Use of AIDE, Tripwire on Proxmox VE nodes

[Libero_AT]

Hello everyone,

I am reviewing log and file integrity monitoring options for Proxmox VE hosts, especially for detecting possible tampering with system logs or important configuration files.

We are considering standard file integrity monitoring tools such as AIDE or Tripwire. We understand that these are Debian packages and not Proxmox-specific tools, but we would like to confirm whether they are appropriate to use on Proxmox VE nodes.

My questions are:

• Is it common practice to install such file integrity monitoring tools on Proxmox VE nodes?
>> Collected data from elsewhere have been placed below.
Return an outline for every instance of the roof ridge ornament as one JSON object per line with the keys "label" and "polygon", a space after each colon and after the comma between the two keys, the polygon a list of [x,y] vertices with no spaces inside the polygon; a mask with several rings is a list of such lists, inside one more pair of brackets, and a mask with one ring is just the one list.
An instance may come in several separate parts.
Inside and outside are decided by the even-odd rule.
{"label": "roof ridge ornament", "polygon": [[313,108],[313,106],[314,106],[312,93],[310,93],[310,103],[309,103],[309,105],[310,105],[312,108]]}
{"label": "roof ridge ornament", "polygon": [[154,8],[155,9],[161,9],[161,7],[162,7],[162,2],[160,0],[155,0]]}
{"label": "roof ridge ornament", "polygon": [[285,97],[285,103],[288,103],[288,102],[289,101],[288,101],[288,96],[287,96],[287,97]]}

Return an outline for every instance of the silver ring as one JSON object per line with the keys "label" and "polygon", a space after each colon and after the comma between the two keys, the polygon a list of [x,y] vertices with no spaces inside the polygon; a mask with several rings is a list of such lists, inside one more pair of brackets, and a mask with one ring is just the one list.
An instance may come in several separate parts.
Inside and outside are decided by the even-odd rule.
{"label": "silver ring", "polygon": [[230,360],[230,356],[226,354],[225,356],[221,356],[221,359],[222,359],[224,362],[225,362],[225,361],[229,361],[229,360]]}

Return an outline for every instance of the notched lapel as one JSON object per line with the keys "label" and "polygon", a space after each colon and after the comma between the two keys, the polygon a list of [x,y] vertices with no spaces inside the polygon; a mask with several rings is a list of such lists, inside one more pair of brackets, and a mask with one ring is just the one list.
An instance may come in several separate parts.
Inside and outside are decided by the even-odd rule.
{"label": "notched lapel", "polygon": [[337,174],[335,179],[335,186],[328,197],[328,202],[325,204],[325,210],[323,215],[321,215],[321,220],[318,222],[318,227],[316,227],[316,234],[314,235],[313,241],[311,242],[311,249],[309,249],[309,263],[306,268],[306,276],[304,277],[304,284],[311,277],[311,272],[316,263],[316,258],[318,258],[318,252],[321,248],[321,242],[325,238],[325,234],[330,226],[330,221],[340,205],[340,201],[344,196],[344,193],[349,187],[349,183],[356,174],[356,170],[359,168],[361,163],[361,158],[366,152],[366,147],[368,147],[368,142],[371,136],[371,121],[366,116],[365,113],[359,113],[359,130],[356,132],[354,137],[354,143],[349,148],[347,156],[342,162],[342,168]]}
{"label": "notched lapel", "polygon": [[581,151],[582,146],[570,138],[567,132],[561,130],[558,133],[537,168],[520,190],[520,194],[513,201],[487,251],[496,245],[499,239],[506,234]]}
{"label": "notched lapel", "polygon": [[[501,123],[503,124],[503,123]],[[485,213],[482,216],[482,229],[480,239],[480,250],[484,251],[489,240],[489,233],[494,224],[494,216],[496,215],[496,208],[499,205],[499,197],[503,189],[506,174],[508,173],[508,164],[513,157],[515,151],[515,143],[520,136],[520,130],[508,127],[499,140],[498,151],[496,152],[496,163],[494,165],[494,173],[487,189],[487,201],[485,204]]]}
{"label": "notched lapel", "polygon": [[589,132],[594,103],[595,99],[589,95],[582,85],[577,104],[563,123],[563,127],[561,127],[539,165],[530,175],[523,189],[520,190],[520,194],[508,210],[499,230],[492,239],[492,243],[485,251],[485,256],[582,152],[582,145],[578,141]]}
Specifically, are there any known negative impacts when running these tools on Proxmox VE hosts, for example on Proxmox VE services, cluster configuration, package updates, etc.?
• Are AIDE, Tripwire, or similar Debian file integrity monitoring tools available through the standard Debian repositories normally configured on a Proxmox VE installation?
• From a Proxmox support perspective, is installing such Debian-standard monitoring tools generally considered acceptable, as long as they are installed from standard repositories?

If there is any mention in the official documentation, or in previous forum threads that clarify this, I would be grateful if you could share them.

Thank you in advance.

 

[JTY]

While I haven't used AIDE or Tripwire on Proxmox hosts, I do run Wazuh which performs similar function among other things. I've been using it for years on Proxmox and other servers without any issues.